New orders for manufactured durable goods in October increased $1.5 billion or 0.6 percent to $248.7 billion, the U.S. Census Bureau announced today. This increase, up four of the last five months, followed a 1.4 percent September decrease. Excluding transportation, new orders increased 0.6 percent. Excluding defense, new orders increased 0.1 percent. Fabricated metal products, up two of the last three months, led the increase, $0.6 billion or 1.8 percent to $34.1 billion.
But as you can see, it’s national defense spending that is most of that October increase, while the other 92% of orders basically flatlined. And even that militarily-inflated amount of orders doesn’t make up for what we lost in September, or for the year (-0.8% year-to-date vs 2018).

It’s also defense spending that is a significant part of the country’s continued economic growth as a whole, as reiterated in the revision to 3rd Quarter GDP that hit on Wednesday. Defense spending was up 3.4% on an annual basis for Q3 2019, and up 4.6% in the last 12 months ($33.8 billion) – more than double the 12-month overall US growth rate of 2.1%.

And even with the added military spending pumping up GDP, our 12-month growth rate is back to where it was when Trump took office at the start of 2017 – the same growth rate that Trump promised to double during his time in office.


Another way the country continues to struggle is in foreign trade. Even something that seems like good news – a narrowing of the US trade deficit in goods for October – turned out to be for a bad reason.
The international trade deficit was $66.5 billion in October, down $4.0 billion from $70.5 billion in September. Exports of goods for October were $135.3 billion, $0.9 billion less than September exports. Imports of goods for October were $201.8 billion, $5.0 billion less than September imports.
That’s the kind of report you’d see during a global recession, not a time of strong economic growth. Ironically, this decline in the trade deficit due to lower level of business accounted for nearly 40% of the upward projection of the Atlanta Fed's GDP now report (up to 1.7% for Q4 from a 0.4% reading last week).

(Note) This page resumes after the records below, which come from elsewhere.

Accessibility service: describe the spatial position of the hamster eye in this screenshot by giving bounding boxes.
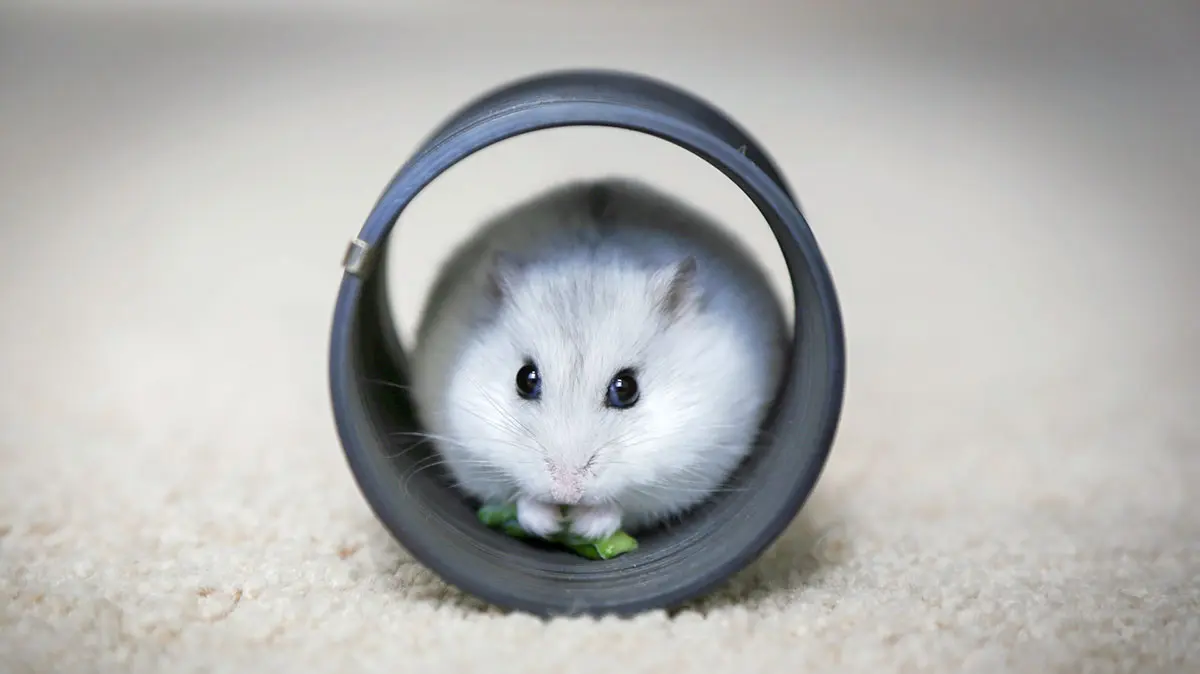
[517,361,541,401]
[605,369,641,409]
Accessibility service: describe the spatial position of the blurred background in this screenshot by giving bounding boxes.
[0,0,1200,666]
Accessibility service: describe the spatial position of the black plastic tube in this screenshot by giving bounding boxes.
[329,71,846,616]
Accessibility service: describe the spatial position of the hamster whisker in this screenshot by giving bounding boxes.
[389,431,526,450]
[364,379,413,391]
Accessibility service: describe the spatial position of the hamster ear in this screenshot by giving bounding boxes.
[653,255,700,319]
[486,251,524,302]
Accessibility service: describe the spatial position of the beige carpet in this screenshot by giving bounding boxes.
[0,0,1200,674]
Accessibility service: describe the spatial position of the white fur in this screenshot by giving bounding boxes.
[412,180,787,536]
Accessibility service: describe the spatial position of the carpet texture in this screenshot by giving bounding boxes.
[0,5,1200,674]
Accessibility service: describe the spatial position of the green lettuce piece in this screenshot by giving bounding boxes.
[476,504,637,560]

Yet on Wall Street, “trade optimism” is a big reason the market continues to Bubble higher, onto another new record yesterday.
Stocks edged up for a fourth straight day to close at new records Wednesday, supported by rosier U.S. economic data and ongoing hopes for a U.S. - China trade deal, but Wall Street trading volumes were thinner than usual ahead of the Thanksgiving Day holiday Thursday.

“We can be thankful that the economy is still in a good place with economic growth a little better, a rebound in business durable equipment expenditures, and a sharp decline in joblessness which together tell the story that recession is nowhere to be seen and should not be on anyone’s radar in 2020,” MUFG chief economist Chris Rupkey said.

“Political uncertainty, impeachment, trade war with China and the world, none of these headlines as yet show an economy that is about to go down,” he added.
I suppose you'd say that, if you choose to ignore what the actual data says. Even the drop in jobless claims that Rupkey references seems to be more related to an interesting “seasonal adjustment” that didn’t apply in 2018 in the week before Thanksgiving than an actual decline in claims.

Unemployment claims, week before Thanksgiving, US
Total, unadjusted
2018 226,576
2019 252,397 (+25,821)

Seasonally adjusted
2018 224,000
2019 213,000 (-11,000)

Yeah, that doesn’t make a lot of sense to me. Much like a lot of things don’t make sense these days between Wall Street and the real-world economy. That's something to chew on over the Thanksgiving table, and as you decide whether to make that Black Friday purchase.